The ward takes its name from Lillie Road, which forms its northern border, which in turn took its name from John Scott Lillie who developed the area in the first half of the 19th Century. Part of its boundary runs along the “Wimbleware” branch of the District Line. West Brompton station is in the north east corner of the ward, but parts of the south look more towards Fulham Broadway.
Lillie ward was created in boundary changes in 2022. It is a reduced version (two councillors rather than three) of the old marginal Fulham Broadway ward which swung with control of the council (Labour 2002, 2014 and 2018, Conservative 2006 and 2010). The boundary changes saw most of the best Tory areas from that ward transferred elsewhere and Labour won a convincing 62.9 per cent of the vote in Lillie’s inaugural contest.
Demographically, Lillie is not unlike Hammersmith Broadway in some respects. It is a youthful ward (median age 32) with a high rate of employment and a white British population also of around a third – 24 per cent are “other white”, mostly from the European Union.

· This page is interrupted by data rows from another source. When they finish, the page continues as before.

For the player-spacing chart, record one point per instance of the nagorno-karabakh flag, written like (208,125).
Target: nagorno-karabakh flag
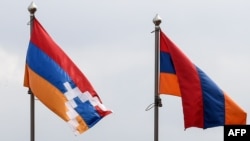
(204,104)
(57,82)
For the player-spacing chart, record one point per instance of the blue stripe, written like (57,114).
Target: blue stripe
(166,63)
(47,68)
(213,99)
(87,112)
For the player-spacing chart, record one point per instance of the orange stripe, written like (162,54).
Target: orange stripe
(51,97)
(82,125)
(169,84)
(234,114)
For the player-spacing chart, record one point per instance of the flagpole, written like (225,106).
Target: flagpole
(157,100)
(32,9)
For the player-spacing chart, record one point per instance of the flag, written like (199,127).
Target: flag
(58,83)
(204,104)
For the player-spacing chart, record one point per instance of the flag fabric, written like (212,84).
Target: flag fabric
(204,104)
(58,83)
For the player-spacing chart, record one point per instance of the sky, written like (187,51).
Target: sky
(112,44)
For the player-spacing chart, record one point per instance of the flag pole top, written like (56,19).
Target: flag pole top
(32,8)
(157,20)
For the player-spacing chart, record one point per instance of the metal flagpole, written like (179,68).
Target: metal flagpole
(32,9)
(157,100)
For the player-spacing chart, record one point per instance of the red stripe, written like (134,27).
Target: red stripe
(189,84)
(42,39)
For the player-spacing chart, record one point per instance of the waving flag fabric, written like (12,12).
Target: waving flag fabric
(57,82)
(204,104)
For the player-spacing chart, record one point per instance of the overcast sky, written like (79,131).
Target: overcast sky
(111,42)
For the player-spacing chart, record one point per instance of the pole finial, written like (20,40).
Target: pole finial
(32,8)
(157,20)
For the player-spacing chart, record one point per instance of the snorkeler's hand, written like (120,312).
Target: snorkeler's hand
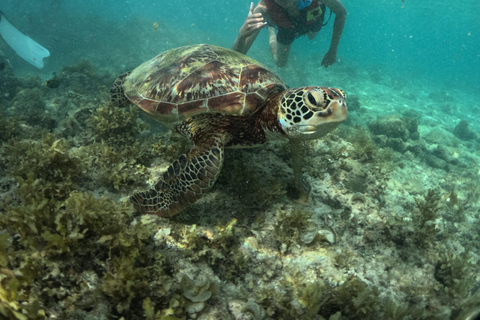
(329,59)
(253,23)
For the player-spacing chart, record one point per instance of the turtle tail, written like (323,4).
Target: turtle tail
(117,96)
(186,180)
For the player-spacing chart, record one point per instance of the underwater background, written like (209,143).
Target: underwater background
(391,229)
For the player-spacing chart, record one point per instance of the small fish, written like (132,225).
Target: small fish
(52,83)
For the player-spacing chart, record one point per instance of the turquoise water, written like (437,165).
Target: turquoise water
(435,40)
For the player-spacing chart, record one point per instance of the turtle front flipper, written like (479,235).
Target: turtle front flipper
(186,180)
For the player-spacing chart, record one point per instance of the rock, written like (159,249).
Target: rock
(394,126)
(463,131)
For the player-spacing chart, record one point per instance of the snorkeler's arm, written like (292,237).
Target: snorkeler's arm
(340,16)
(250,29)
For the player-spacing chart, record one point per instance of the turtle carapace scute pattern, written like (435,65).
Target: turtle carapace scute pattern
(219,98)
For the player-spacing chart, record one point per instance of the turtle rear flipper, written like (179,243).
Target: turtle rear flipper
(117,95)
(186,180)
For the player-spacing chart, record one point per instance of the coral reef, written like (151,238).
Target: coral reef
(390,229)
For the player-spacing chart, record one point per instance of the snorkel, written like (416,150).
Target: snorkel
(302,4)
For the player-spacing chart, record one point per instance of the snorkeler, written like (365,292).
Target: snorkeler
(292,19)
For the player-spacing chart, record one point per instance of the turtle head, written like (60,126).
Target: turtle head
(309,113)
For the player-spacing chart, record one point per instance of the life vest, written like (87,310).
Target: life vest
(309,15)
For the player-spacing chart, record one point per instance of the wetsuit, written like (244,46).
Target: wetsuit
(309,19)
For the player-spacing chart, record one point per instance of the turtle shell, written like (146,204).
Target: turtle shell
(186,81)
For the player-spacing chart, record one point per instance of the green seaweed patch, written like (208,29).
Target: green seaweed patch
(81,249)
(14,302)
(48,159)
(116,126)
(116,168)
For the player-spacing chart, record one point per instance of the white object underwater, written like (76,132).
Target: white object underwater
(23,45)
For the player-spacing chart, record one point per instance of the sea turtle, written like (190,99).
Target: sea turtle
(219,98)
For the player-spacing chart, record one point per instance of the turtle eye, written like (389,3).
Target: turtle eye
(311,99)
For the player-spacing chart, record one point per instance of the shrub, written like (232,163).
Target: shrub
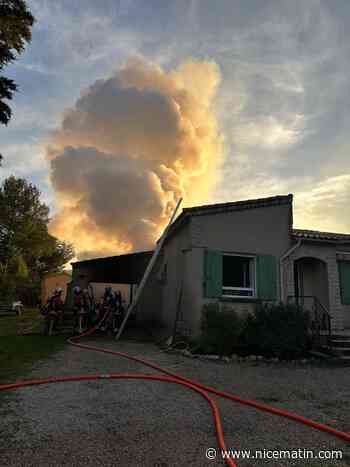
(220,330)
(276,331)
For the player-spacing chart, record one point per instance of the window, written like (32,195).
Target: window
(238,276)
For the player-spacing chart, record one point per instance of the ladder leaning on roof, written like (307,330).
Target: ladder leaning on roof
(148,271)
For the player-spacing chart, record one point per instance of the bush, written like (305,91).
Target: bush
(220,331)
(276,331)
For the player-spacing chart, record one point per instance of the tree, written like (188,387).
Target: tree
(27,250)
(16,23)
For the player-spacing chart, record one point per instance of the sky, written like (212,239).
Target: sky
(241,99)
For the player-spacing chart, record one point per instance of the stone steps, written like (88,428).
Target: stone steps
(340,345)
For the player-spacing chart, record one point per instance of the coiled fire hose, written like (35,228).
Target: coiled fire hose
(201,389)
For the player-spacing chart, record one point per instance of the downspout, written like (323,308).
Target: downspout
(282,258)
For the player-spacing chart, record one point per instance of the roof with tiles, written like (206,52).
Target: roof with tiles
(302,234)
(228,207)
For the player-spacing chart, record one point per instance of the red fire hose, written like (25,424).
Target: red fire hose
(201,389)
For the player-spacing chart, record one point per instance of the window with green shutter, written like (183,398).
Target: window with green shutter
(245,276)
(344,280)
(266,277)
(212,274)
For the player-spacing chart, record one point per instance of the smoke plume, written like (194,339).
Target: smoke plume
(129,148)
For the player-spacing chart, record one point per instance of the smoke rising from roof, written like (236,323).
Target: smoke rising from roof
(129,148)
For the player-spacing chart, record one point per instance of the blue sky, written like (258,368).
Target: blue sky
(282,105)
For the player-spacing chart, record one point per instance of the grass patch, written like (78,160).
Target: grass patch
(19,353)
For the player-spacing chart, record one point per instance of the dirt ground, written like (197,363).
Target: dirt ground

Thirty-eight per cent of households are social renting. But visually it presents a different picture. Most of Lillie ward consists of Victorian terraces off North End Road and Lillie Road subdivided into flats, a highly desirable residential area that gives the ward a rather affluent profile once one considers income and employment status.
Clem Attlee Court is the big exception to generalisations about the ward. It is a large 1960s council-built estate mixing high and low rise blocks of flats, with some recent redevelopment on a smaller scale. While Attlee predominates, blocks and roads are named after other figures from Labour history including Harold Wilson and Hugh Gaitskell.
A newer part of the estate is around John Smith Avenue. For much of its history the estate has provided a solid foundation for the Labour vote, but declining turnout and loyalty mean that it cannot account for the large Labour majority in the 2022 elections – the Victorian streets must have provided a substantial Labour vote in recent contests.
The Lillie by-election is the latest, but possibly not the last, London by-election to result from a councillor being elected to Parliament in the July 2024 General Election (I listed all the cases of this happening in a post back in September).
The constituency of Chelsea & Fulham was one of the tougher nuts for Labour to crack, not so much because it had a large Conservative majority but because of the deep-dyed, low-swing Conservatism of some of London’s wealthiest residential areas and a more effective local Tory organisation than most.
But Ben Coleman prevailed over incumbent Greg Hands by a majority of 152 votes, and he has stepped down from Hammersmith & Fulham council, where he had previously been deputy leader and a councillor since 2014.
Four candidates stood in the Lillie by-election. Lydia Paynter, campaign manager for the development charity Malaria No More, was defending for Labour. She won (466 votes, 40.4 per cent), but the fall in the Labour vote since the full borough elections in May 2022 was the worst so far in 2025 – 22.5 per cent.
The Conservatives’ Matt Sinclair performed creditably, winning 352 votes (30.5 per cent) and making Lillie look almost marginal. The swing from Labour to Conservative was 13.7 per cent. The 2022 starting point in this ward might be an unusually good election for Labour and the swing therefore a bit exaggerated, but it is still a bad result for Labour in a majority middle-class ward.
Lib Dem Conor Campbell was third (212 votes, 18.4 per cent) and Reform’s Peter Hunter was fourth (123 votes, 10.7 per cent – not all that much less than in Hammersmith Broadway). Turnout was 24 per cent.